The `estimator.fit` call bellow starts training without any data channel. The benchmark script generates synthetic ImageNet during training
and does not require any data channels

In [None]:
estimator.fit()

### Configuring VPC for distributed training
Providing a VPC improves the network throught of the training job and considerable increases the performance and stability of Horovod training jobs.

This can be done by supplying subnets and security groups to the job launching scripts.
We will use the default VPC configuration for this example.

In [None]:
ec2 = boto3.client('ec2')

default_vpc = [vpc['VpcId'] for vpc in ec2.describe_vpcs()['Vpcs'] if vpc["IsDefault"] == True][0]

default_security_groups = [group["GroupId"] for group in ec2.describe_security_groups()['SecurityGroups'] \
                   if group["GroupName"] == "default" and group["VpcId"] == default_vpc]

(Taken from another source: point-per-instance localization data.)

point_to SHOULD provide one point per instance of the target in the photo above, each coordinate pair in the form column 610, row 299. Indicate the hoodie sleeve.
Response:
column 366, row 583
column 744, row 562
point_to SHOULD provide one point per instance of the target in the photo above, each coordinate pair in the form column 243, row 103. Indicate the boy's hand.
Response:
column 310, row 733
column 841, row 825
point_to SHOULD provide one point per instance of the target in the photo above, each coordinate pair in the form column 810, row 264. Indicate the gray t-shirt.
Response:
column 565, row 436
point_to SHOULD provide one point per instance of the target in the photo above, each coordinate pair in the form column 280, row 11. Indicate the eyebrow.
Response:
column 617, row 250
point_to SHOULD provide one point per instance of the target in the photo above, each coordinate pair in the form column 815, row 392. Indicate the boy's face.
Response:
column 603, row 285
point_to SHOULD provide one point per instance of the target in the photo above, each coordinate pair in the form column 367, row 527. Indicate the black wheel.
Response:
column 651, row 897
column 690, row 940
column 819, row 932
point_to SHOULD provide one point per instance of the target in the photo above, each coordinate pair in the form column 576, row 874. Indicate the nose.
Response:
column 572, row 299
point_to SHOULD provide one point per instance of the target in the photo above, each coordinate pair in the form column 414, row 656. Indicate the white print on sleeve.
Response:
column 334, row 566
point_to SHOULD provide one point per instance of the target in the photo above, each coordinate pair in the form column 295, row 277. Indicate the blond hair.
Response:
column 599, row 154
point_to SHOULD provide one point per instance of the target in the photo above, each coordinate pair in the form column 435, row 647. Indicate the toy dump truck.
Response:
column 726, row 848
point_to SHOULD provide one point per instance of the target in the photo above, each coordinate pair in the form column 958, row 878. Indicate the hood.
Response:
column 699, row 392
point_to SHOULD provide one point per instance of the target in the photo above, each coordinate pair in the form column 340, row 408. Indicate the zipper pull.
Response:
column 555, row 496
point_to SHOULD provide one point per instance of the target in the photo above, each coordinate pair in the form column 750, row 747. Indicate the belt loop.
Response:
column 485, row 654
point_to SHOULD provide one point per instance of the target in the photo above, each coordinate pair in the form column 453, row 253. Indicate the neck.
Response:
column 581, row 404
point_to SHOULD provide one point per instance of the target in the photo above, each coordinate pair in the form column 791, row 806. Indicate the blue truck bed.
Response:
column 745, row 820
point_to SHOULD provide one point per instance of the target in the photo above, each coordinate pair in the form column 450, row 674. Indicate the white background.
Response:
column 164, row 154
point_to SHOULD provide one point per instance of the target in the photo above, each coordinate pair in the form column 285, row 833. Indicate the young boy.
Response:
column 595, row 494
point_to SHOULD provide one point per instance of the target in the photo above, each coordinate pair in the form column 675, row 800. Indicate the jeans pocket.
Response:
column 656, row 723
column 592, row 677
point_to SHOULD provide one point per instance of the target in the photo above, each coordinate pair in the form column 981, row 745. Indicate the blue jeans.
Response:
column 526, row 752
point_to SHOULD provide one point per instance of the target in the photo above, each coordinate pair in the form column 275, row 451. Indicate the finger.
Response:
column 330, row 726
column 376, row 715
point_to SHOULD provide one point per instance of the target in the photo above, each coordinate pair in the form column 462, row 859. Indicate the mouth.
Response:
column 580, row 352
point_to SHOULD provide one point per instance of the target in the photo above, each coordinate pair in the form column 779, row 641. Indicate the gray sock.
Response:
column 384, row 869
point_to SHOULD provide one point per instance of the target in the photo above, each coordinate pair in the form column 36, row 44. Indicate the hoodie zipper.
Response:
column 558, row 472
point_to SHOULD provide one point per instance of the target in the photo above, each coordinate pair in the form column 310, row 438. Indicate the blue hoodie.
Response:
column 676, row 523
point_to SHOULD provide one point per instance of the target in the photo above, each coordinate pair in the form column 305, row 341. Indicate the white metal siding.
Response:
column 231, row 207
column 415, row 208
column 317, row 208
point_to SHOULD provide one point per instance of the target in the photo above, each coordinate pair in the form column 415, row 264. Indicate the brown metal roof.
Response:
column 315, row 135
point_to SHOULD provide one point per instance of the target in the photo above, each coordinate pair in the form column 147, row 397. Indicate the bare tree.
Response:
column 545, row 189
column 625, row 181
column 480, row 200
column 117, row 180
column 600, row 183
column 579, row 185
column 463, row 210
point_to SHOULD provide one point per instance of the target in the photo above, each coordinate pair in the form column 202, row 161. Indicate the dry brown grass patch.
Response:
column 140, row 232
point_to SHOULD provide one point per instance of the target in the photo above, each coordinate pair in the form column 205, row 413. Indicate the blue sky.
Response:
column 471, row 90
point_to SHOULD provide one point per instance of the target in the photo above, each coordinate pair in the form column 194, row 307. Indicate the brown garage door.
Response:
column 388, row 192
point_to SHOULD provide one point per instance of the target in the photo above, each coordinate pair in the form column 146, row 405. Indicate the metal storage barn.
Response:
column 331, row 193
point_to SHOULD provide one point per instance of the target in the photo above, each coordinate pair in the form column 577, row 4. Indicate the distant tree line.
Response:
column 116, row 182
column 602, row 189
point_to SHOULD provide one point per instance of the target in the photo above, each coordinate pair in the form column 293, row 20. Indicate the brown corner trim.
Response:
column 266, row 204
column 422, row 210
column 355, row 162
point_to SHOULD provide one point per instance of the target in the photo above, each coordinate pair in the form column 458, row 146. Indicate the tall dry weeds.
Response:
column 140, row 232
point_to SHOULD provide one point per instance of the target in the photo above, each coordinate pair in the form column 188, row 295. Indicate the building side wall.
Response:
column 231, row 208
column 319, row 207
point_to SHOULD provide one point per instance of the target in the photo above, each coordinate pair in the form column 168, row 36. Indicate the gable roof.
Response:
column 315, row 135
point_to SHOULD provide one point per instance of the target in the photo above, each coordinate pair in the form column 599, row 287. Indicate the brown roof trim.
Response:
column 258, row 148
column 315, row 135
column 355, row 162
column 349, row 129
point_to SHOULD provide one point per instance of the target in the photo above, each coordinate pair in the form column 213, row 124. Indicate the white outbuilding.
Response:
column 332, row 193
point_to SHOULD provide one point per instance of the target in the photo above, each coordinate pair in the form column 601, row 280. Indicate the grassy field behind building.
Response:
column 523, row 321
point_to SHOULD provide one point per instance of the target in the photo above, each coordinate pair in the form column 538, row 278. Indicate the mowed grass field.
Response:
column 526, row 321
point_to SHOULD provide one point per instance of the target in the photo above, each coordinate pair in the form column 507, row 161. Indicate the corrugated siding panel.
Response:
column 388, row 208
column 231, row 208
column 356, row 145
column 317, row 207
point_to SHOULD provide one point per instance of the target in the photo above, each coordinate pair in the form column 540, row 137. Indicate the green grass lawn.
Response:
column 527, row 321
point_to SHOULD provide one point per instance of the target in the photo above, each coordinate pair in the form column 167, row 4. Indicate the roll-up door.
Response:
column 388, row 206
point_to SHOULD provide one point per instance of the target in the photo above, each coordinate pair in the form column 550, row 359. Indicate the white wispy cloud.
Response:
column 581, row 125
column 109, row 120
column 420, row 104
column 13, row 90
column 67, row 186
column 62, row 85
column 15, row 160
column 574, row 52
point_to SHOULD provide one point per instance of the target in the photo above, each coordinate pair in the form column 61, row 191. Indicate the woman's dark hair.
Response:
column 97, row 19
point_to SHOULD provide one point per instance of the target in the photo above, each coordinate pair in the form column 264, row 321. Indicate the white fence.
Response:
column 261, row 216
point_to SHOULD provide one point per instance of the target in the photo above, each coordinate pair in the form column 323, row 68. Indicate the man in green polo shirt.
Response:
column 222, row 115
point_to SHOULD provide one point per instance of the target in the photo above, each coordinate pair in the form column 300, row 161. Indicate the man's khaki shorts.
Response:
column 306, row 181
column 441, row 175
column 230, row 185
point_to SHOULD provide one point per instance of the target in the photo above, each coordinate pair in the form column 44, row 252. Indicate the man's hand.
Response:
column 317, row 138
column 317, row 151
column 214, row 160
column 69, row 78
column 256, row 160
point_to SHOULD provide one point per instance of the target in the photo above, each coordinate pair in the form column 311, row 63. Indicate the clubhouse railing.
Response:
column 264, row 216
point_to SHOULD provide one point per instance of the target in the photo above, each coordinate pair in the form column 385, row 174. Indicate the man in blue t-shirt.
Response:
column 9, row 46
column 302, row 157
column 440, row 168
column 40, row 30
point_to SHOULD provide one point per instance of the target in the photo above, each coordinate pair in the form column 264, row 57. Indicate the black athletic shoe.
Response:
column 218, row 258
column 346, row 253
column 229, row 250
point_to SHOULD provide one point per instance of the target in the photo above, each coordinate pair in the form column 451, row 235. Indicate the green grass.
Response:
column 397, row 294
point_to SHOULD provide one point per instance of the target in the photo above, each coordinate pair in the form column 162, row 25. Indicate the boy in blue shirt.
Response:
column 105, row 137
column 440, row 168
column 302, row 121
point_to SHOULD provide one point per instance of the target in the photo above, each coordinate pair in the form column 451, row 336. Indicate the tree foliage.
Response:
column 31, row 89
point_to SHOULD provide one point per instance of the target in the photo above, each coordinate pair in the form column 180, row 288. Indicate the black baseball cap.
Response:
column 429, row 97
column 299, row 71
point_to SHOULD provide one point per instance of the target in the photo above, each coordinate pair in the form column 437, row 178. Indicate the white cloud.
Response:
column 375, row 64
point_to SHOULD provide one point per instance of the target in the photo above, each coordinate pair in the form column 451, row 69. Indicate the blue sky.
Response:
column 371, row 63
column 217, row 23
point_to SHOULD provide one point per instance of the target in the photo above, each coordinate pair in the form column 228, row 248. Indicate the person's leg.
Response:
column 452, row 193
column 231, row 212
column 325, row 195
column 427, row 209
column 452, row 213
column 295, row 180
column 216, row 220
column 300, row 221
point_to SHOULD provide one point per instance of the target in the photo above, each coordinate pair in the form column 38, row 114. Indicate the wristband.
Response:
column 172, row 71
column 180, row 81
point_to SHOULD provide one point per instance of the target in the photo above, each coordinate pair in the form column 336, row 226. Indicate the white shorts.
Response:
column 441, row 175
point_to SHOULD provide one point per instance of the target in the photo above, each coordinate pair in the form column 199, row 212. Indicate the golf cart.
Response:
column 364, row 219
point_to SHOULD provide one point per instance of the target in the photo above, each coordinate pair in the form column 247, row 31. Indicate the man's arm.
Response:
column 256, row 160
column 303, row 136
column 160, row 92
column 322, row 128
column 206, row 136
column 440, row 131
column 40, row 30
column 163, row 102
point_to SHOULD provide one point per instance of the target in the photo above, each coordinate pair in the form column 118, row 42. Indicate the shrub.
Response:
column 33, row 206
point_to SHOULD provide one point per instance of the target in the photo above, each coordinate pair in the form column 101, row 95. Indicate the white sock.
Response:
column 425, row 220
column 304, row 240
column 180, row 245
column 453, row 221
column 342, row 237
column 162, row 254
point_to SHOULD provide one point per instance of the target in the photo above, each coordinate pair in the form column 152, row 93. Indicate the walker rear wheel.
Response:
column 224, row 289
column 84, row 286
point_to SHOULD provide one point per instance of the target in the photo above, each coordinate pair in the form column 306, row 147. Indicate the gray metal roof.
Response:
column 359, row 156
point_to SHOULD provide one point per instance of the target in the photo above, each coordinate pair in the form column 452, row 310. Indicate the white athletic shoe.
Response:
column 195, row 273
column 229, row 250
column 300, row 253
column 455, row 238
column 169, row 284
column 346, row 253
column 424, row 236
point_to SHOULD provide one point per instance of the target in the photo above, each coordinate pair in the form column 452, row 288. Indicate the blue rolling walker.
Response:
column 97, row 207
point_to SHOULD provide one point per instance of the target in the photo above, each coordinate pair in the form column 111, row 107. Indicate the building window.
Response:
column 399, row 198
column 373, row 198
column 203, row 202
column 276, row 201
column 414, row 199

default_subnets = [subnet["SubnetId"] for subnet in ec2.describe_subnets()["Subnets"] \
                  if subnet["VpcId"] == default_vpc and subnet['DefaultForAz']==True]

print("Using default VPC:", default_vpc)
print("Using default security group:", default_security_groups)
print("Using default subnets:", default_subnets)

We can use the VPC for distributed training:


In [None]:
estimator = TensorFlow(
                entry_point=entry_point,
                role=sagemaker.get_execution_role()
                dependencies=dependencies,
                train_instance_count=2,
                train_instance_type='ml.p3.16xlarge',
                framework_version='1.12',
                py_version='py3',
                script_mode=True,
                distributions=distributions,
                security_group_ids=security_groups,
                subnets=subnets 
            )  

estimator.fit()